Guillaume Lissy, actuel maire de Seyssinet-Pariset, a été élu, le 30 avril, à la présidence de Grenoble Alpes Métropole, marquant ainsi une étape significative dans la dynamique politique régionale. Son élection, soutenue par un compromis avec le groupe des petites communes, a été saluée par ses partisans comme un signe d'unité et de responsabilité.
Avec un score de 87 voix, Lissy a devancé nettement les autres concurrents, notamment Allan Brunon de la France Insoumise, qui a obtenu 10 voix, et Enzo Billon du Rassemblement National avec 9 voix.
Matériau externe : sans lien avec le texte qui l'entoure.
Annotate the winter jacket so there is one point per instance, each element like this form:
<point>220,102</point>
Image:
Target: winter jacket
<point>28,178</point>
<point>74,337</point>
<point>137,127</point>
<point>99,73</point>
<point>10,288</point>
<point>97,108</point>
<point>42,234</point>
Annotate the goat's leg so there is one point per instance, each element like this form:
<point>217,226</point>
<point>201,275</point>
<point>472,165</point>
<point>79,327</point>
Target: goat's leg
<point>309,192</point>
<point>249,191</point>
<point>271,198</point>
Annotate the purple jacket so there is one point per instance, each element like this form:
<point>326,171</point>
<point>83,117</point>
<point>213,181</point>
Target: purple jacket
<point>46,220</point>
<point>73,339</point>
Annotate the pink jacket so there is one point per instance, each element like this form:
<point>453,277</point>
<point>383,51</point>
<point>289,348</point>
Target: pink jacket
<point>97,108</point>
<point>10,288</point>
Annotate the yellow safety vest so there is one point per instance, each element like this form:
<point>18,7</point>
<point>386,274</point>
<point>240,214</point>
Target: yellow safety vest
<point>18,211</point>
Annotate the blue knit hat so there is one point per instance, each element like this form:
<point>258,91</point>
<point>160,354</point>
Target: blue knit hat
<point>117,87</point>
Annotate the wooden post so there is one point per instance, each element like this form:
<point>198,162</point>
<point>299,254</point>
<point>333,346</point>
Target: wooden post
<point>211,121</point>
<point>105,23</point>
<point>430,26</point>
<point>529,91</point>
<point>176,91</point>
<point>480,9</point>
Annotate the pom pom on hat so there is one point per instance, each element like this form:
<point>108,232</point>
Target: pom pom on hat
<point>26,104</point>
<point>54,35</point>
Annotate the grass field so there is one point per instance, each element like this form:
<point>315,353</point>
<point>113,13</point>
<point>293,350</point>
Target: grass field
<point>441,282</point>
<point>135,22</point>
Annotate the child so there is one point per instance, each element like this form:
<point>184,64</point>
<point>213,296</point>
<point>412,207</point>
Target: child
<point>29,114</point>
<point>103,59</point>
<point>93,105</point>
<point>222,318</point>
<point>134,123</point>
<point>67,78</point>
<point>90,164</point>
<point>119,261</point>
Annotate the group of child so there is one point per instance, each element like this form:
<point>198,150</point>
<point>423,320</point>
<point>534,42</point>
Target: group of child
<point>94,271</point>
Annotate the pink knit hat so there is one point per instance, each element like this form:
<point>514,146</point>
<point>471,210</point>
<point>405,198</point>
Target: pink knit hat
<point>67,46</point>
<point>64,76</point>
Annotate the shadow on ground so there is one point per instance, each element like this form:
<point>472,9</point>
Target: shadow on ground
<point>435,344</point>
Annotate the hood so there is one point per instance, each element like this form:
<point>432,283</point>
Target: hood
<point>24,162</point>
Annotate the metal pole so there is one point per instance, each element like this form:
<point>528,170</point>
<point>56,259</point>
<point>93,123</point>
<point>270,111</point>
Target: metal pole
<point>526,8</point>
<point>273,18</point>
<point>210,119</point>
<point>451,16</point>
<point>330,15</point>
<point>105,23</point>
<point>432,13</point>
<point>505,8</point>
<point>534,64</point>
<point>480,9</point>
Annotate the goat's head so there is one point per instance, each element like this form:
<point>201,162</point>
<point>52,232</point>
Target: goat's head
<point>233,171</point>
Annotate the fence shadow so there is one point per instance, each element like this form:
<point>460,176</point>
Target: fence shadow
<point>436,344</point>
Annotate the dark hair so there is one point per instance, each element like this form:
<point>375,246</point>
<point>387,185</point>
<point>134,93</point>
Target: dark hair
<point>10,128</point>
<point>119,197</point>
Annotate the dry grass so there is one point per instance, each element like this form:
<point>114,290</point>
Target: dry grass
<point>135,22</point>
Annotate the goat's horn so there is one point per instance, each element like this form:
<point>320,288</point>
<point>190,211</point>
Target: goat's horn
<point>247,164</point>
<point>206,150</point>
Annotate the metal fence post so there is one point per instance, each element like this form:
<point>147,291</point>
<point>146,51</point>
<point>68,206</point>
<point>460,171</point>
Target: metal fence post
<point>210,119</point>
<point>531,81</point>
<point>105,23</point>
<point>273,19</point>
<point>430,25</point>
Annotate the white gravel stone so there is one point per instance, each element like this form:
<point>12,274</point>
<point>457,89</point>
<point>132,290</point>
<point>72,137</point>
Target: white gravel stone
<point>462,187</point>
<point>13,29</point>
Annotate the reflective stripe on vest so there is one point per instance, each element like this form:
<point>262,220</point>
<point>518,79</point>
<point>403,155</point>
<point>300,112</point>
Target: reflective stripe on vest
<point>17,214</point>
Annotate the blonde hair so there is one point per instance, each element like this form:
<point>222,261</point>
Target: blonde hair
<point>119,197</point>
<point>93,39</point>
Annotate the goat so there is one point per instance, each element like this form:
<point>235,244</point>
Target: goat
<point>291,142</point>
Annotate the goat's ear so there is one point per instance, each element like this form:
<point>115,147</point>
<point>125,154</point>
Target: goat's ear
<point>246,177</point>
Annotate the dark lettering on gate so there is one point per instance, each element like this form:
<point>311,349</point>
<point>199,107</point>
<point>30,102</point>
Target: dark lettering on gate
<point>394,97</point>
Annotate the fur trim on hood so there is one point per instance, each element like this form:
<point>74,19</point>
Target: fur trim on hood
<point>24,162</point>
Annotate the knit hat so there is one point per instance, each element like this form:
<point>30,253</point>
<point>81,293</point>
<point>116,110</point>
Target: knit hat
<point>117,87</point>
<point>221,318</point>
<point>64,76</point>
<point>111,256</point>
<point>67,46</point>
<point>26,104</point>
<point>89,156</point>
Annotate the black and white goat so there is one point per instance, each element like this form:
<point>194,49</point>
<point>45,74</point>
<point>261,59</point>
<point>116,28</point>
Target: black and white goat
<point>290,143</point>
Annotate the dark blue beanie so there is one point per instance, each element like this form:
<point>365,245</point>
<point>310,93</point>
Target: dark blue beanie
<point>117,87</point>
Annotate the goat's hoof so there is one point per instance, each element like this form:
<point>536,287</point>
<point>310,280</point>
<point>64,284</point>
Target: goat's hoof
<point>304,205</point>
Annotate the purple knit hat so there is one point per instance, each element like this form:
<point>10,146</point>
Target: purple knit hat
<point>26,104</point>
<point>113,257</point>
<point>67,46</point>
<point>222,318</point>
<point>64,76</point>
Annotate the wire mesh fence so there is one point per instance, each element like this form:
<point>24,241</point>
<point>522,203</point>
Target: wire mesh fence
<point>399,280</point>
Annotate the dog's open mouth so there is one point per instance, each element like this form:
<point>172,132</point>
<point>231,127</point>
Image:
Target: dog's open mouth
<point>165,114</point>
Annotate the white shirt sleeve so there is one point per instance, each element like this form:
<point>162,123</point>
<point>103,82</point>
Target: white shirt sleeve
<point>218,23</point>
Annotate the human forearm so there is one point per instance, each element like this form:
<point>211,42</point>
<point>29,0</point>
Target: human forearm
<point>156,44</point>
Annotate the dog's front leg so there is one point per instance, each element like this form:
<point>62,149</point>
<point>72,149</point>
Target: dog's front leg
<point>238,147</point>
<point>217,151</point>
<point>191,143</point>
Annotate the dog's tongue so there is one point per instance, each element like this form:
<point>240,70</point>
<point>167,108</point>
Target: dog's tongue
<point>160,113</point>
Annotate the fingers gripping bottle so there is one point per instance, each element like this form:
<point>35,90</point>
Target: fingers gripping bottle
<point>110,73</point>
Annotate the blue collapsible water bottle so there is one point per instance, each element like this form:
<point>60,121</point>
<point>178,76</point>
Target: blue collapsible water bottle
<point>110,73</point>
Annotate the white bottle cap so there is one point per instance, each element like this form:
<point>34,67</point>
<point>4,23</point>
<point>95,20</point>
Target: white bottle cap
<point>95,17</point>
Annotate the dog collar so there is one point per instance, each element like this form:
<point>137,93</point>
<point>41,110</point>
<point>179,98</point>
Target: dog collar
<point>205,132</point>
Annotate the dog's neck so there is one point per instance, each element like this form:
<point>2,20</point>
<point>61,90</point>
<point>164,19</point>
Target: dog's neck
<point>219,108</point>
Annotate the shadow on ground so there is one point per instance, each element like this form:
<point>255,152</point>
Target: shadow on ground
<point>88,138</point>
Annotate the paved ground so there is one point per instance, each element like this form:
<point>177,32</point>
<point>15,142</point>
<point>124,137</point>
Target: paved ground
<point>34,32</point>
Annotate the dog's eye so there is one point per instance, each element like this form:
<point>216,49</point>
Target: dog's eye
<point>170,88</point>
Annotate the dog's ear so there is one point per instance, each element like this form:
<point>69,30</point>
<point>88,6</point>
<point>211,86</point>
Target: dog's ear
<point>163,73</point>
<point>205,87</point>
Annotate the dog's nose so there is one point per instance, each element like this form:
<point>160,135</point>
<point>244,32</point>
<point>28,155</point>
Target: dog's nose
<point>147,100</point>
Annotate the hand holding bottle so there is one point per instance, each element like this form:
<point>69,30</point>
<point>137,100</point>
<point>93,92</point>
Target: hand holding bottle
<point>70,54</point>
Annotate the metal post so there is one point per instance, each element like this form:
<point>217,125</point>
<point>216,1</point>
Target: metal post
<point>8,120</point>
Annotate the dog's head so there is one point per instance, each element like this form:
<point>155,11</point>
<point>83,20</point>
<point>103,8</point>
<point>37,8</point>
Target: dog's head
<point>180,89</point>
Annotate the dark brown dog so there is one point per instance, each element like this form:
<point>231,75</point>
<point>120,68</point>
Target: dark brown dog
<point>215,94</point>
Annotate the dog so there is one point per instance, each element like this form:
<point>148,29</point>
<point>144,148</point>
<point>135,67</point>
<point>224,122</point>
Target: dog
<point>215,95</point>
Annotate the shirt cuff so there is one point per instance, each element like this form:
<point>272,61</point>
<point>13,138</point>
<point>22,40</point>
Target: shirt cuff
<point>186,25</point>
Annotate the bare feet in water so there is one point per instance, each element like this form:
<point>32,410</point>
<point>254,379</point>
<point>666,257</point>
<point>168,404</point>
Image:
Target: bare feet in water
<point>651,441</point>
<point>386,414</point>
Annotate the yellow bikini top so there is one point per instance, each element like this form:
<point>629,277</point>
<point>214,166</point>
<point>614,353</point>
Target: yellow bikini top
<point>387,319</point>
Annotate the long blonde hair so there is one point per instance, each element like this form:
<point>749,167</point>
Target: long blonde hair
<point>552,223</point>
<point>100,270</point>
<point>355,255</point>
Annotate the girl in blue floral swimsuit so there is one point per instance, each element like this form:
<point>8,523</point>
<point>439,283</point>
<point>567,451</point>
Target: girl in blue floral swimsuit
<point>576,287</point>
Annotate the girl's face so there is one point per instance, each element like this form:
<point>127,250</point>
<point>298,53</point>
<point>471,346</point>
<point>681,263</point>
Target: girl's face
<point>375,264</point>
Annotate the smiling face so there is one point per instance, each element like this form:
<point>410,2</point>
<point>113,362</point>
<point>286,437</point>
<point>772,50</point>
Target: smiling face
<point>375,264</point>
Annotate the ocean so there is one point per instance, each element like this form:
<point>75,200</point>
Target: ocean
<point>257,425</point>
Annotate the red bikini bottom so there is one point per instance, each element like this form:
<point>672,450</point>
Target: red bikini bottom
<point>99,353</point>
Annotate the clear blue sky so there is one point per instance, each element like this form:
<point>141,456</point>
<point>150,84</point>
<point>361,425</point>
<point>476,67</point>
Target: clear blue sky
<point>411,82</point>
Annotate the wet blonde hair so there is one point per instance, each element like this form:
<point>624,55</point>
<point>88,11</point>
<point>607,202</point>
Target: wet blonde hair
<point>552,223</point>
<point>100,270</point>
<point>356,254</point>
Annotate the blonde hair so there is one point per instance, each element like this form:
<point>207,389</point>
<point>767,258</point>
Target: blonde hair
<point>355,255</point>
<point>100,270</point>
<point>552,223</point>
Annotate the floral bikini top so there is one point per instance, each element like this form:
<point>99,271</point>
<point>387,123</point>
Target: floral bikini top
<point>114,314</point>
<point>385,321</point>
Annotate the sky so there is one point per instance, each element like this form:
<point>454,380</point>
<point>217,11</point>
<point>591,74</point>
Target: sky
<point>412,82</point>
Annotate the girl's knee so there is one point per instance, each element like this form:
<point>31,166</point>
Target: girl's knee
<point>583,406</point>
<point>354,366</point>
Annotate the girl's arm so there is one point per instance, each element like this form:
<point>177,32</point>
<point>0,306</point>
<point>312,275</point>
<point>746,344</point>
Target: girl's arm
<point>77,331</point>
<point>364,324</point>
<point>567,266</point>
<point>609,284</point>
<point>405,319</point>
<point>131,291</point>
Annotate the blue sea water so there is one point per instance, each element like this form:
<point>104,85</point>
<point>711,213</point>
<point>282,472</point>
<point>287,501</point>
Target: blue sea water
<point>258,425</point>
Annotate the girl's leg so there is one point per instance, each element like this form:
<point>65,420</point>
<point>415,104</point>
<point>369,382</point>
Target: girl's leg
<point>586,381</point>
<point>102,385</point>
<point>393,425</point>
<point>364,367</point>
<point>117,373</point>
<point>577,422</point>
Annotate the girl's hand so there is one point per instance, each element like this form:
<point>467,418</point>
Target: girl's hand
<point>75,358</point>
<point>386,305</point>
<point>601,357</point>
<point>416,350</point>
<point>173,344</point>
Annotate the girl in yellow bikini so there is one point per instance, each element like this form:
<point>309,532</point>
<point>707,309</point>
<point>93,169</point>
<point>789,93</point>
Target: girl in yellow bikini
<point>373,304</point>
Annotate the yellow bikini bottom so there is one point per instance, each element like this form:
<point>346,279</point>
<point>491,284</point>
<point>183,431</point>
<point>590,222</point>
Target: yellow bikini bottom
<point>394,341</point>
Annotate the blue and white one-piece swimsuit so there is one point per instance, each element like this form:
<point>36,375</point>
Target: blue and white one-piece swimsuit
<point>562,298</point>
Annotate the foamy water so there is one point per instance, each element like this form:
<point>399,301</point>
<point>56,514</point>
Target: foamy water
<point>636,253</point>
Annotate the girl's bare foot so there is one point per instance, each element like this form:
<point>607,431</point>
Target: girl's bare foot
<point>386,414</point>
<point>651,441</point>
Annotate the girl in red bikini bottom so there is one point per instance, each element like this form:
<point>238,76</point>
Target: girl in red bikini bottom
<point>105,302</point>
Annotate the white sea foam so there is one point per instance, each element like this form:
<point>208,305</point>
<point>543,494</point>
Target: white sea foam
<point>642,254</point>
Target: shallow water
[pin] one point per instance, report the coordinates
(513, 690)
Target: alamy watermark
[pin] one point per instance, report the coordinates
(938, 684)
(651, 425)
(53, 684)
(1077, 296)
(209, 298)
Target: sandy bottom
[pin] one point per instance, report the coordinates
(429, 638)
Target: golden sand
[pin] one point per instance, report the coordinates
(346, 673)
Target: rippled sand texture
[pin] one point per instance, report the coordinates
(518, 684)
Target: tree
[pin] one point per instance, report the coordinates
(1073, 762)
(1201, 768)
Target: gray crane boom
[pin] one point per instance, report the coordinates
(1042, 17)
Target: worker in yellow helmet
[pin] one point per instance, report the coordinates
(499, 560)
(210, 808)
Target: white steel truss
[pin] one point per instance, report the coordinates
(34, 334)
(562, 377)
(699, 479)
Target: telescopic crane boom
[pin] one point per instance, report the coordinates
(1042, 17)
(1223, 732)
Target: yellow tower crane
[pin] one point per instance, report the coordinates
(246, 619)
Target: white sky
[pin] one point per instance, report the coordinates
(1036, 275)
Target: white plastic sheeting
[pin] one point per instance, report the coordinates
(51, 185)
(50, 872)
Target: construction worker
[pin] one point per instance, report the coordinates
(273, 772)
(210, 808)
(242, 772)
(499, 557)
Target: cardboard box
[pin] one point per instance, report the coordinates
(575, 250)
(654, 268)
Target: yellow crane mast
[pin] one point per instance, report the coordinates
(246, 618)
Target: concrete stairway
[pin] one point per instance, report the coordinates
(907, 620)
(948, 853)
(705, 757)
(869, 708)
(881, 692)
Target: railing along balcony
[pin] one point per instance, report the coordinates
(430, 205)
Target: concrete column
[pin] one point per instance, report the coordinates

Raphaël Guerrero, soutien de la droite, a décidé de retirer sa candidature, évoquant "l'intérêt général" comme motivation de son retrait.
Dans ses premières déclarations après son élection, Lissy a insisté sur l'importance du dialogue et de l'équité dans la gestion de la métropole. "Ce qui nous lie, c'est un pacte républicain. Les habitants attendent de nous de la hauteur et de la responsabilité," a-t-il déclaré. Ces mots résonnent particulièrement après les tensions qui ont marqué les précédentes sessions du conseil métropolitain, où des discussions prolongées avaient échoué à aboutir à un accord, comme l'a souligné le média [France 3 Alpes](https://france3-regions.francetvinfo.fr/alpes).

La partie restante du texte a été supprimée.